LAINE. I thank thee, father.

DEVIL (smacking his lips). But first give me a cup of water.

LAINE. We have no water till my father and mother return from the well. (Showing him the broken pitcher.) I grieve more than ever I have broken my pitcher. See, 'tis bottom-less.

DEVIL. Nay, 'twill content me. (He puts the mouth of the pitcher to his lips, and takes a deep draught.)

LAINE. Father! do you mock me, as others do?

DEVIL. Mock thee, my daughter! (He turns the mouth of the pitcher downwards; a stream of water flows from it.)

LAINE. Oh, Holy Saints!

DEVIL (replacing the pitcher upon the table). Yea, we cannot be too thankful to them.

LAINE. Father, thou'rt a stranger in Mirlemont, I trow. We have no such good man here as you must be, for the Saints to give thee water from a bottomless pot.

DEVIL. Alack, I am but a sinner, my daughter, or they would make it wine. (Sitting.) But truly I am a stranger, as you remark. I have travelled a great distance, having some curiosity to examine the fine cities of Flanders and Brabant. Though, sooth, a little town like thy Mirlemont amuses me more.

LAINE. We call not Mirlemont little.

DEVIL. That is one of the things that amuse me in Mirlemont. (With enjoyment.) Another, that they chase their cripples here at holiday time.

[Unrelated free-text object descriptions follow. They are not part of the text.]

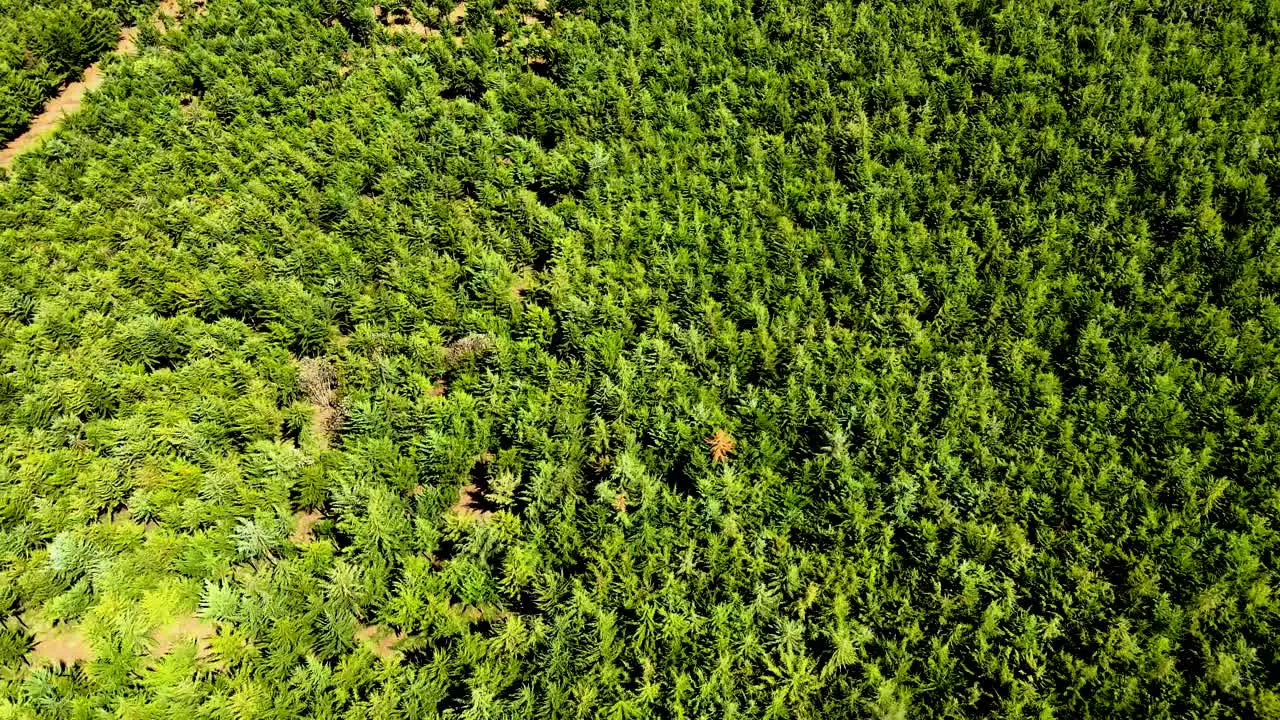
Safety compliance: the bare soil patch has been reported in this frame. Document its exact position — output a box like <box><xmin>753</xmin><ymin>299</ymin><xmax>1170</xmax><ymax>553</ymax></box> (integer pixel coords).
<box><xmin>356</xmin><ymin>625</ymin><xmax>404</xmax><ymax>660</ymax></box>
<box><xmin>0</xmin><ymin>0</ymin><xmax>194</xmax><ymax>168</ymax></box>
<box><xmin>31</xmin><ymin>625</ymin><xmax>93</xmax><ymax>665</ymax></box>
<box><xmin>297</xmin><ymin>357</ymin><xmax>342</xmax><ymax>447</ymax></box>
<box><xmin>289</xmin><ymin>510</ymin><xmax>324</xmax><ymax>544</ymax></box>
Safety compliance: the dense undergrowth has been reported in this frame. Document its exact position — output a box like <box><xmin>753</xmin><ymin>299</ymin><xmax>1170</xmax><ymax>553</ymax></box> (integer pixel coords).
<box><xmin>0</xmin><ymin>0</ymin><xmax>156</xmax><ymax>141</ymax></box>
<box><xmin>0</xmin><ymin>0</ymin><xmax>1280</xmax><ymax>719</ymax></box>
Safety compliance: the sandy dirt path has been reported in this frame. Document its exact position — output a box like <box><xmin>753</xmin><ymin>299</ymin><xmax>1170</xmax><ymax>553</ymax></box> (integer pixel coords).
<box><xmin>0</xmin><ymin>0</ymin><xmax>185</xmax><ymax>168</ymax></box>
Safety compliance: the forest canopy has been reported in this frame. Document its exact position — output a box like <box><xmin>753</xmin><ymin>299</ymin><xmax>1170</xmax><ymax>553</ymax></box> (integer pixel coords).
<box><xmin>0</xmin><ymin>0</ymin><xmax>1280</xmax><ymax>720</ymax></box>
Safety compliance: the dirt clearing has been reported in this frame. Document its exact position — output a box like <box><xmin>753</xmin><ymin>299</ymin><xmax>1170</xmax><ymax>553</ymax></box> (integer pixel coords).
<box><xmin>0</xmin><ymin>0</ymin><xmax>190</xmax><ymax>168</ymax></box>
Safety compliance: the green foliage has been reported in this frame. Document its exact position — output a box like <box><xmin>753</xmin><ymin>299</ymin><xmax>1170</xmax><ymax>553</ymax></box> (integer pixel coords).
<box><xmin>0</xmin><ymin>0</ymin><xmax>1280</xmax><ymax>719</ymax></box>
<box><xmin>0</xmin><ymin>0</ymin><xmax>156</xmax><ymax>141</ymax></box>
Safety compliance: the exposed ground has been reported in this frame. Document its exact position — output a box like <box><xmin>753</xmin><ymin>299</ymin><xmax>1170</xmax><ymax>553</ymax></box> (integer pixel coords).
<box><xmin>0</xmin><ymin>0</ymin><xmax>188</xmax><ymax>168</ymax></box>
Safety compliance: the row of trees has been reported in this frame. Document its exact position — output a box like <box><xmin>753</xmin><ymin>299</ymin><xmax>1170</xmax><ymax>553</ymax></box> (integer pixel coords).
<box><xmin>0</xmin><ymin>0</ymin><xmax>1280</xmax><ymax>719</ymax></box>
<box><xmin>0</xmin><ymin>0</ymin><xmax>156</xmax><ymax>142</ymax></box>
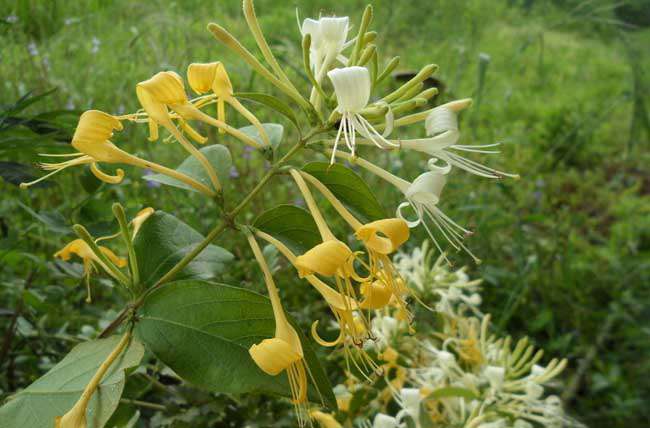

LAINE (hiding her face). Oh, father!

DEVIL. Ha, ha! I did perceive them hunting thee as I entered at the North Gate. (In an altered tone.) And so, out of tender sympathy for thee, I begged to know thy dwelling-place. (Rising.) You and thy worthy parents are named the Ugly Family by the good folk of Mirlemont, I learn?

LAINE. Yea, and answer to it aptly.

DEVIL (limping towards her). Well, there is much virtue among the ugly.

LAINE. Truly, we are virtuous, Heaven take count of it.

DEVIL. That should make you all vastly content.

LAINE. I would be more content, father, but for my lameness.

DEVIL. I limp a little also, daughter, as you have observed. How came you to halt?

LAINE. I had a fall when I was a baby.

DEVIL. Strange; I had a nasty fall, too, in early manhood. (Slyly.) Ahem! thou wert at thy devotions, my daughter, when I struck upon the door?

LAINE. How know'st thou that?

DEVIL. I heard the pious murmur as I stood without. That's right; pray, pray, pray. There's nothing like it.

LAINE. Father, thy knocking fell upon my ears as though it were in answer to my prayer.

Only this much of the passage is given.